15 ilustraciones para descubrir el delicioso sabor de tu perversión

«Tu sexo me sabe a naranja, a campo, a miel»... aunque yo preferiría algo más como un helado de vainilla.



Si hay una razón lógica por la que nos gusta comparar al sexo con comida es porque aún tenemos la esperanza de comernos a esa persona. No hablamos de la melosa metáfora de los besos, sino de devorarla literalmente con todos sus jugos; de ahí que amemos usar nombres como papaya o concha para hablar de la vagina y banana, berenjena o incluso cheeto para el pene. Si hay algo que nos sobra es creatividad y hambre.





Cuando pensamos en el sexo oral, nuestra principal preocupación es el sabor de aquello que hemos de poner entre nuestros labios, tanto para saborearlo como para causar placer. Si hay dos cosas realmente gloriosas en este mundo esas son el sexo y la comida, así que es justo decir que la combinación de ambas debe ser sin duda lo mejor que pueda pasarnos en este mundo. Tómate un hondo respiro y piensa en esa persona que te hace vibrar la entrepierna, ahora imagina tu platillo favorito en medio de sus piernas.




Piensa, si quieres, en unos hot cakes escurriendo miel tibia o en un suave helado que se derrite mientras te acercas. Date cuenta de la estrecha relación entre comer y coger; ambos se tratan de obtener lo mejor para ti, de llenar un vacío, de la satisfacción de no tener hambre y nutrirte justo con aquello que pensaste nunca ibas a tener. Ahora piensa en cómo se verían esos alimentos eróticos en la vida real y abre los ojos para encontrarte con las ilustraciones de Blacknall Illustration.

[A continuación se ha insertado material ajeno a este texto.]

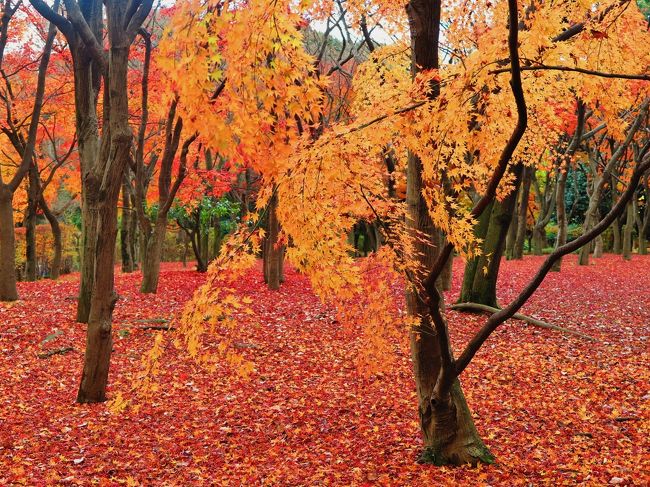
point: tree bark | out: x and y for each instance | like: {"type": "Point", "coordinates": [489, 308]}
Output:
{"type": "Point", "coordinates": [518, 251]}
{"type": "Point", "coordinates": [57, 236]}
{"type": "Point", "coordinates": [8, 289]}
{"type": "Point", "coordinates": [125, 230]}
{"type": "Point", "coordinates": [627, 232]}
{"type": "Point", "coordinates": [33, 190]}
{"type": "Point", "coordinates": [274, 252]}
{"type": "Point", "coordinates": [153, 257]}
{"type": "Point", "coordinates": [481, 282]}
{"type": "Point", "coordinates": [447, 428]}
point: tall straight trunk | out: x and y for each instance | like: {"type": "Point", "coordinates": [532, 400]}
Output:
{"type": "Point", "coordinates": [8, 289]}
{"type": "Point", "coordinates": [512, 234]}
{"type": "Point", "coordinates": [55, 270]}
{"type": "Point", "coordinates": [273, 252]}
{"type": "Point", "coordinates": [560, 208]}
{"type": "Point", "coordinates": [447, 428]}
{"type": "Point", "coordinates": [107, 181]}
{"type": "Point", "coordinates": [33, 191]}
{"type": "Point", "coordinates": [153, 256]}
{"type": "Point", "coordinates": [627, 232]}
{"type": "Point", "coordinates": [125, 230]}
{"type": "Point", "coordinates": [617, 248]}
{"type": "Point", "coordinates": [522, 210]}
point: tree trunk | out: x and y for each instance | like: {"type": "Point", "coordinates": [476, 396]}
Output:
{"type": "Point", "coordinates": [8, 289]}
{"type": "Point", "coordinates": [448, 274]}
{"type": "Point", "coordinates": [153, 256]}
{"type": "Point", "coordinates": [518, 251]}
{"type": "Point", "coordinates": [447, 429]}
{"type": "Point", "coordinates": [107, 182]}
{"type": "Point", "coordinates": [33, 191]}
{"type": "Point", "coordinates": [539, 240]}
{"type": "Point", "coordinates": [627, 232]}
{"type": "Point", "coordinates": [55, 270]}
{"type": "Point", "coordinates": [125, 230]}
{"type": "Point", "coordinates": [273, 253]}
{"type": "Point", "coordinates": [482, 287]}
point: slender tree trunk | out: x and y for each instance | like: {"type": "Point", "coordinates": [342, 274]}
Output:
{"type": "Point", "coordinates": [57, 236]}
{"type": "Point", "coordinates": [125, 230]}
{"type": "Point", "coordinates": [273, 252]}
{"type": "Point", "coordinates": [560, 208]}
{"type": "Point", "coordinates": [447, 428]}
{"type": "Point", "coordinates": [8, 289]}
{"type": "Point", "coordinates": [627, 232]}
{"type": "Point", "coordinates": [30, 224]}
{"type": "Point", "coordinates": [518, 252]}
{"type": "Point", "coordinates": [153, 256]}
{"type": "Point", "coordinates": [616, 233]}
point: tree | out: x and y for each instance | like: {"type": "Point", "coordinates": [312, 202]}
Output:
{"type": "Point", "coordinates": [25, 148]}
{"type": "Point", "coordinates": [102, 161]}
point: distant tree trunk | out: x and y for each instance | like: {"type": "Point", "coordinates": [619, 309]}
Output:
{"type": "Point", "coordinates": [448, 274]}
{"type": "Point", "coordinates": [598, 242]}
{"type": "Point", "coordinates": [627, 232]}
{"type": "Point", "coordinates": [153, 257]}
{"type": "Point", "coordinates": [33, 191]}
{"type": "Point", "coordinates": [125, 230]}
{"type": "Point", "coordinates": [616, 234]}
{"type": "Point", "coordinates": [518, 251]}
{"type": "Point", "coordinates": [447, 427]}
{"type": "Point", "coordinates": [273, 252]}
{"type": "Point", "coordinates": [512, 233]}
{"type": "Point", "coordinates": [8, 289]}
{"type": "Point", "coordinates": [55, 271]}
{"type": "Point", "coordinates": [480, 286]}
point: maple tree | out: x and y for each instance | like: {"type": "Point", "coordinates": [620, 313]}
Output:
{"type": "Point", "coordinates": [315, 131]}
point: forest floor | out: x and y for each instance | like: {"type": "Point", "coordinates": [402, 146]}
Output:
{"type": "Point", "coordinates": [554, 409]}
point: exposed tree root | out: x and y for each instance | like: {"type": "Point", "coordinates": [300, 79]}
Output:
{"type": "Point", "coordinates": [518, 316]}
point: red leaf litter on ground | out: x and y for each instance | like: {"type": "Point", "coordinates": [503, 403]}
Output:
{"type": "Point", "coordinates": [555, 409]}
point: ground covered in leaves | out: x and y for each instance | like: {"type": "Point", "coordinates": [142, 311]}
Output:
{"type": "Point", "coordinates": [554, 409]}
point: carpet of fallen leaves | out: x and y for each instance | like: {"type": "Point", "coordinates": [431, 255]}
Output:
{"type": "Point", "coordinates": [555, 409]}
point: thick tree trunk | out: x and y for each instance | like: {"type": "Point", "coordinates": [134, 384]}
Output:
{"type": "Point", "coordinates": [447, 429]}
{"type": "Point", "coordinates": [153, 257]}
{"type": "Point", "coordinates": [107, 182]}
{"type": "Point", "coordinates": [627, 232]}
{"type": "Point", "coordinates": [8, 289]}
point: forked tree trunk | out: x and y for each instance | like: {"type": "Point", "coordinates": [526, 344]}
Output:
{"type": "Point", "coordinates": [107, 182]}
{"type": "Point", "coordinates": [447, 429]}
{"type": "Point", "coordinates": [8, 289]}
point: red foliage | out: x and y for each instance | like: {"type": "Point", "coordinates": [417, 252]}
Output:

Mientras miras los trazos de esta —o este— artista inglés, tus manos comienzan a llenarse, al mismo tiempo que tu boca, de saliva. Con cada imagen viene una especie de orgasmo visual que rápidamente viaja hasta nuestra lengua generando un sabor conocido pero mucho más especial ¿o alguna vez habrías imaginado acariciar suavemente una montaña de hot cakes?



Pizza, pastel, dulces, galletas. La propuesta de Blacknall nos lleva a pensar que todo aquello que sabe bien debe sentirse de la misma manera. Más allá de nuestras lenguas, el sabor de estos alimentos será como una caricia en la noche más fría de nuestras vidas, en la que todas las perversiones que han nacido en nuestra mente buscan salir de ahí para materializarse en el cuerpo de alguien o en cualquier otro sitio capaz de arrebatarnos el suspiro más profundo. No existen varios tipos de placer, sino uno solo capaz de tomar formas distintas para conducir al éxtasis a como dé lugar.



A cada trazo estas ilustraciones se convierten en una apología de cómo la inocencia y el placer nos hacen ver en la cotidianidad todo aquello que en algún momento nos ha hecho sonreír o suspirar hasta el cansancio.